Gold Futures Advance on Inflation-Hedge Demand; Silver Gains

Sept. 15 (Bloomberg) -- Gold rose, closing above $1,000 an ounce for the third straight session, as commodities climbed on demand for a hedge against inflation. Silver also gained.

Federal Reserve Chairman Ben S. Bernanke said the worst U.S. recession since the 1930s has probably ended, while warning that growth may not be strong enough to reduce unemployment quickly. The Fed has kept its benchmark lending rate as low as zero since December. It authorized $1.45 trillion in purchases of mortgage-backed securities and other housing debt this year.

“The market believes that the Fed is not going to be able to withdraw the funds fast enough and that would cause inflation,” said Leonard Kaplan, the president of Prospector Asset Management in Evanston, Illinois. “I don’t believe that for a minute, but this is what the market believes.”

Gold futures for December delivery gained $5.20, or 0.5 percent, to $1,006.30 an ounce on the Comex division of the New York Mercantile Exchange. On Sept. 11, the metal reached a record closing price of $1,006.40.

The price for immediate delivery gained $6.63, or 0.7 percent, to $1,006.93 at 2:54 p.m. New York time. Eighteen of 19 raw materials in the Reuters/Jefferies CRB Index rose today, led by a record surge in corn.

“The debate on gold’s price prospects remains alive and well among both fundamentals-followers and technicians poring over charts,” Jon Nadler, a Kitco Inc. senior analyst in Montreal, said in a note.
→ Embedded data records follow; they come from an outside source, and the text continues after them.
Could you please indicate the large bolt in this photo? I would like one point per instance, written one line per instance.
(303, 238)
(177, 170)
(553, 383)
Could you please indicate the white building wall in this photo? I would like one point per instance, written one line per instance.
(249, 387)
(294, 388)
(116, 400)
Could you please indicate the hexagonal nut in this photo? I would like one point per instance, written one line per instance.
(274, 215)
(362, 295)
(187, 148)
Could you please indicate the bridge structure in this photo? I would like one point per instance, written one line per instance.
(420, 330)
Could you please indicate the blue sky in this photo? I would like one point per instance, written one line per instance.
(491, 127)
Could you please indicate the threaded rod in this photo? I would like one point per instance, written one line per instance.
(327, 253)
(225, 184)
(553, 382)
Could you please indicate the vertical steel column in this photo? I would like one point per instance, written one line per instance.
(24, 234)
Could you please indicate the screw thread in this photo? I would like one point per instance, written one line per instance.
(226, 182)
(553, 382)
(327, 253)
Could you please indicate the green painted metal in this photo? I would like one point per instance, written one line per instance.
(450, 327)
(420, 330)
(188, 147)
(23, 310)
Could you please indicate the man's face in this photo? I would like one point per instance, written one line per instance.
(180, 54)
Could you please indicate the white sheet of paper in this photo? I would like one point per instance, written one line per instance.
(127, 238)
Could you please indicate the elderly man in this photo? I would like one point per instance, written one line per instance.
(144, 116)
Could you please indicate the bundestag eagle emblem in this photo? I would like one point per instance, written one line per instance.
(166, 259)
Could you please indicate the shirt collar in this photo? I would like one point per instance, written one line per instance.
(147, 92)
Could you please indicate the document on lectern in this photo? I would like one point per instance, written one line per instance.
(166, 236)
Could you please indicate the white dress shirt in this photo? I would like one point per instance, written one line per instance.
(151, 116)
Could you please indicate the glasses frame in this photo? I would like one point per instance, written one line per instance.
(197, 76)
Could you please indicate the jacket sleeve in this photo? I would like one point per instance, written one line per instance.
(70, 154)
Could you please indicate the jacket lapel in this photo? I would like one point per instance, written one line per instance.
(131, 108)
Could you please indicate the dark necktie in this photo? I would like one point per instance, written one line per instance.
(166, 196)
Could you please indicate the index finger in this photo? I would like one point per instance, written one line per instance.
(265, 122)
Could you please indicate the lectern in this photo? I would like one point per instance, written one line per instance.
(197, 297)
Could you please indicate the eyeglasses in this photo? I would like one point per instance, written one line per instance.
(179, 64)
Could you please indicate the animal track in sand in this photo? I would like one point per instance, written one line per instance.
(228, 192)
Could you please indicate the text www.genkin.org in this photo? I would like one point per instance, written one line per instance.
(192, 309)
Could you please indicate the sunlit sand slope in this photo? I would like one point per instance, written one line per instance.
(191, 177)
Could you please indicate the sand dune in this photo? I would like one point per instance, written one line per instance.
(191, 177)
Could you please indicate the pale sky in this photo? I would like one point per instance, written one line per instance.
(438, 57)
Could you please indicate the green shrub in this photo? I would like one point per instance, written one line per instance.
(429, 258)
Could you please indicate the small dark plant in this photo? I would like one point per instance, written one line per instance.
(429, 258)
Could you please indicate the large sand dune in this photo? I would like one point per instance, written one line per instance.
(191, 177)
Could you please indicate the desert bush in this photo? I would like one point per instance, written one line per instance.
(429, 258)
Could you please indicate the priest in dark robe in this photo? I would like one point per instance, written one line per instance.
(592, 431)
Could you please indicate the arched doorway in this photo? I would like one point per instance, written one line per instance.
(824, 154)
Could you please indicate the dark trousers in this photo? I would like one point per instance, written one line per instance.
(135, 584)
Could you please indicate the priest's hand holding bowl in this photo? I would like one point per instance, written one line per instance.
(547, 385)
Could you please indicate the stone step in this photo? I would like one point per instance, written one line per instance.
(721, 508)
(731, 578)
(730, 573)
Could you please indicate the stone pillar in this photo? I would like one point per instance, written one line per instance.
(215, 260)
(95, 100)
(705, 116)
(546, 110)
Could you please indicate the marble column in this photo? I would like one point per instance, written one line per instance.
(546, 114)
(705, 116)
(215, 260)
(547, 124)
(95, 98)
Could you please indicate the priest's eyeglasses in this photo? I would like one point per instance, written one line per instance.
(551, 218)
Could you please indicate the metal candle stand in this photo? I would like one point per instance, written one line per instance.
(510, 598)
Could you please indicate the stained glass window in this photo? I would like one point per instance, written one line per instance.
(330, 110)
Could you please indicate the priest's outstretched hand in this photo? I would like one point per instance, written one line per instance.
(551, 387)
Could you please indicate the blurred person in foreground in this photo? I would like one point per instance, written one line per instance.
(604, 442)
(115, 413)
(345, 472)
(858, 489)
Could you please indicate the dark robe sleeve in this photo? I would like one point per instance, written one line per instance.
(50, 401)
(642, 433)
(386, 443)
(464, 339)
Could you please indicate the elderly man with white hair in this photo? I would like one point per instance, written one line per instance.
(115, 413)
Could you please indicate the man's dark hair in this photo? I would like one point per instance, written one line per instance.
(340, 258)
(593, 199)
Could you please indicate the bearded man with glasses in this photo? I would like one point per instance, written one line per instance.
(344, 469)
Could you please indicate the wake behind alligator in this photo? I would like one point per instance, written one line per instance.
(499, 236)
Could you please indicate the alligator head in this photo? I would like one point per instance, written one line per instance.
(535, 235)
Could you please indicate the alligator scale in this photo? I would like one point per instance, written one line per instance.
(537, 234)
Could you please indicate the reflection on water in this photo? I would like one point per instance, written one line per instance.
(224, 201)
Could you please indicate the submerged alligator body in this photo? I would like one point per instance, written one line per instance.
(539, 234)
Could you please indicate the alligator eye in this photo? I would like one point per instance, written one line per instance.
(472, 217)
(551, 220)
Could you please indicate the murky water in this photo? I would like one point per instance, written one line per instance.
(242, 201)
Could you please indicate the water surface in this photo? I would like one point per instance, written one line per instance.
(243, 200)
The dollar fell against a basket of six major currencies, extending a slide to the lowest in 11 months. Gold futures have rallied 28 percent since the demise of Lehman Brothers Holdings Inc. a year ago as investors bought precious metals to protect their wealth amid the first global recession since World War II.

Possible ‘Reversal’

“Charts indicate that if the $1,050 level is not attained during the current ‘break-out’ or if a double or triple top is confirmed under that same level, then gold could signal a reversal such as the ones that occur on average about every six years,” Nadler said.

Futures reached an 18-month high of $1,013.70 on Sept. 11. Gold may climb to as high as $1,100 in the next six months, researcher GFMS Ltd. said yesterday.

Sales at U.S. retailers in August surged 2.7 percent, the most in three years, from July, government data showed today.

“Gold is continuing to knock on the $1,000 door without making a concerted effort either way to test resistance or support,” GoldCore Ltd., a brokerage in Dublin, said in a note. “Gold needs to push above $1,012 in the short term and $1,020 in the longer term for the upward momentum to be regained.”

Net Longs

Hedge-fund managers and other large speculators increased their bets on rising New York gold futures to a record in the week ended Sept. 8, the U.S. Commodity Futures Trading Commission said last week. Net-long positions jumped 22 percent to a 224,676 contracts, the biggest increase this year.

Silver futures for December delivery in New York rose 37.7 cents, or 2.3 percent, to $17 an ounce. The price has gained 51 percent this year.

Platinum futures for October delivery was little changed at $1,320.30 an ounce on the Nymex. Palladium futures for December delivery gained 0.2 percent to $296.25 an ounce.